Depuis la fin de l'année 2023 et la parution des chiffres de l'Insee, ce mardi 16 janvier 2024, un vent de panique semble souffler sur la France. L'institut a révélé un rapport dont les chiffres montrent un net recul des naissances en 2023. L'année dernier, la France n'a compté que 678 000 naissances, soit 6,6% de moins qu'en 2022. Jusqu'ici considérée comme une exception à l'échelle européenne grâce à son taux de fécondité élevé, l'Hexagone semble lui aussi partie pour connaître de forts déséquilibres démographiques. Le vieillissement de la population couplé à la chute des naissances, et donc à la baisse du nombre d'actifs pourrait bien en effet avoir des conséquences désastreuses au niveau économique.

Aucune femme ne "fabrique" un enfant seule

Si le problème est connu et régulièrement mis sur la table depuis de nombreuses années, la manière dont il est traité et les solutions envisagées laissent perplexe. Après la publication des chiffres de l'Insee, plusieurs médias ont ainsi titré "Les Françaises font moins d'enfants" (quand d'autres ont utilisé le terme "Français), comme si la conception d'un être humain relevait uniquement de la responsabilité des femmes, qui en effet portent l'enfant pendant neuf mois, mais dont l'ovule doit bel et bien être fécondé par un spermatozoïde.

En d'autres termes, aucune femme ne "fabrique" un enfant seule, et les hommes semblent parfois quelque peu oubliés dans l'équation, quand les femmes, elles, sont encore trop souvent pointées du doigt et parfois culpabilisées de préférer une carrière épanouissante plutôt qu'une vie de mère de famille.

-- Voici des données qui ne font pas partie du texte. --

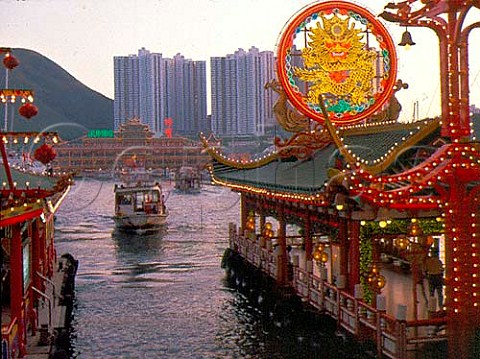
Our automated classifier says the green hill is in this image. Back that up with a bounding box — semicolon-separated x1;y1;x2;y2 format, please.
0;48;113;140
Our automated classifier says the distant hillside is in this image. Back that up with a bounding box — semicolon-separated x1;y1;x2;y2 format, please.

Alors même que le nombre de femmes sur le marché du travail augmente le nombre d'actifs.

"Natalité en baisse : faites des gosses !"

En revanche, en ce qui concerne la manière de résoudre le déséquilibre démographique, de nombreux hommes semblent avoir un avis sur la question. Dans "Le Duel du live" sur BFM TV le 5 janvier 2024, la question semblait vite réglée sur le plateau, 100% masculin. Le bandeau affiché par la chaîne d'information en continu affichait d'ailleurs clairement la couleur : "Natalité en baisse : faites des gosses !" Face à Xavier Iacovelli, sénateur Renaissance des Hauts-de-Seine, le député Aleksandar Nikolic, conseiller régional Centre-Val-de-Loire et membre du Conseil national du Rassemblement national (RN), a ainsi émis l'hypothèse d'un prêt de 100 000 euros pour aider les jeunes de moins de 30 ans à acheter un logement, qui ne serait plus à rembourser à partir du troisième enfant.

La colère des féministes

Emmanuel Macron, dans sa conférence de presse donnée ce mardi 16 janvier, a pour sa part évoqué un "réarmement démographique" et annoncé un "grand plan de lutte contre ce fléau (l'infertilité ; ndlr)". La formule a fortement déplu à de nombreuses personnalités de gauche et à des associations féministes, qui dénoncent des "injonctions natalistes". "La mise en place de politiques natalistes, profondément contraires à l'autonomie des femmes, constitue une régression politique et sociale préoccupante", a réagi mercredi la Fédération nationale des centres d'information sur les droits des femmes et des familles (CIDFF), exprimant sa "vive inquiétude". "Laissez nos utérus en paix", a pour sa part écrit la présidente de la Fondation des femmes Anne-Cécile Mailfert sur son compte X. "À vos utérus, prêtes... feu !", a lancé avec humour la journaliste Salomé Saqué sur le même réseau, en poursuivant : "Ça avait pourtant bien commencé : aider les personnes qui souhaitent avoir des enfants, bien sûr, mais parler de natalité en utilisant le terme "réarmement" fait écho à un imaginaire autoritaire, conservateur, plus proche de "la servante écarlate" que celui d’une société libre."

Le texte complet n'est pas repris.